The oyster-stew I wave aside: I cannot touch a clam:
From these remarks you’ll judge in what a wretched state I am.

“So do decide to be my bride; oh, heed a lover’s prayers;
Admit some sunshine to a lot, which now is dark with cares.
But lest without reflection you are tempted to decline,
I’ll picture what will happen should we form the said combine.

“Most husbands treat their wives as dolls, and, sorrowful to state,
Refuse to let them take a hand in things of any weight:
Myself I mean to act upon a widely different plan;
For Lovely Woman’s duty lies, I hold, in helping man.

“If you elect to marry me, my angel-bird, you’ll be
As partner in my business quite invaluable to me.
And what that business is, without preamble I will tell:
You see in me a footpad. And I’m doing very well.

“Way out in pleasant Oregon my humble trade I ply;
Few highwaymen have got a larger clientele than I;
Think not that these are idle words. With truth my claims agree;
You may have heard of ‘Sand Bag Bill’? Exactly. I am he.

“So if my proffered heart and hand you’ll but consent to take,
You’ll come with me on every expedition that I make;
Together, hand in hand, my love, at night we’ll roam about,
Entrap the guileless traveller, and – briefly – clean him out.”

His speech was scarcely finished, when quoth Sadie, “Wal, I vum!
What, marry you, my Emerson?
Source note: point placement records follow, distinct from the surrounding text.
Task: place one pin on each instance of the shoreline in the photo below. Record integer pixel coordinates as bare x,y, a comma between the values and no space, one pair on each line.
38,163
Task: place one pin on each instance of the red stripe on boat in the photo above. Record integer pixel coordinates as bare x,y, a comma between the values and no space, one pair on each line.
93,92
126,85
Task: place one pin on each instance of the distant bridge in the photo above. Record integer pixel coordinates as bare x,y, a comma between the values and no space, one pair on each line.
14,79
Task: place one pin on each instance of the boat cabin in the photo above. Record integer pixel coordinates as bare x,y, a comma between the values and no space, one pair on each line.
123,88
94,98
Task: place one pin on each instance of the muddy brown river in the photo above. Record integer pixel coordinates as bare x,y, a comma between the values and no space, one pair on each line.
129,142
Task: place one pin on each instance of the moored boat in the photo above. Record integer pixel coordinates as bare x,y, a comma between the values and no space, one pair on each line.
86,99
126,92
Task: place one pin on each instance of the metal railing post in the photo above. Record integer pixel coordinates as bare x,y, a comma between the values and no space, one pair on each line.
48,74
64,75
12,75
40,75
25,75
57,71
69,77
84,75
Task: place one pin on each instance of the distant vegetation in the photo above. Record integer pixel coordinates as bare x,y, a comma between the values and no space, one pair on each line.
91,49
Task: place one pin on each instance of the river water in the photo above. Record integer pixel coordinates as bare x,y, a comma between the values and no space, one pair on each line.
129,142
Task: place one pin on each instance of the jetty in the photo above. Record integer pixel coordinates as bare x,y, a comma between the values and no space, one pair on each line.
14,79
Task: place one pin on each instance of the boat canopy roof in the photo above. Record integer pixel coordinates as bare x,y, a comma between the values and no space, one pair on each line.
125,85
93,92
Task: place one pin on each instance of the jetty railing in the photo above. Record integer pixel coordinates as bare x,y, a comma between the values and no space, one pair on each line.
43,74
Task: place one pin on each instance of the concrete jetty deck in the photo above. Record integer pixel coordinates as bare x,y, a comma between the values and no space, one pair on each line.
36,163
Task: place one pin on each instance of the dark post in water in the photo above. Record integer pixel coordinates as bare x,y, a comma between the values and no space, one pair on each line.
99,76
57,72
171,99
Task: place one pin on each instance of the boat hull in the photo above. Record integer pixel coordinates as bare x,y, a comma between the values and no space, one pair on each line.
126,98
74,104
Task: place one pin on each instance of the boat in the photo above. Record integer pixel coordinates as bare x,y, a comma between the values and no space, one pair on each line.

I calculate! Why, some!
Stray travellers in Oregon will soon be mighty sick;
Ring up the parson on the ‘phone, and get it over slick.”

The parson put the service through without the least delay;
And Emerson and Sadie Q. were wed that very day;
Their happiness, I’m glad to say, is wholly free from cares;
I never knew so prosperous a married life as theirs.

For every night, when dinner’s o’er, and darkling shadows fall,
They take their knuckle-dusters from the hat-stand in the hall,
And Emerson says, “Sadie, have you cartridges, my pet?
Your iron, is it clean and bright?” And Sadie says, “You bet.”

And then through quiet streets they prowl, through dim-lit squares they roam,
They intercept the passer-by, as he is hurrying home;
And Emerson’s destructive club upsets him with a crash,
While Sadie’s nimble fingers gather in the needful cash.

So on they go from day to day, as happy as can be,
And in this simple tale, I think, a moral we may see:
The married state can never be completely free from strife,
Unless a man’s profession also interests his wife.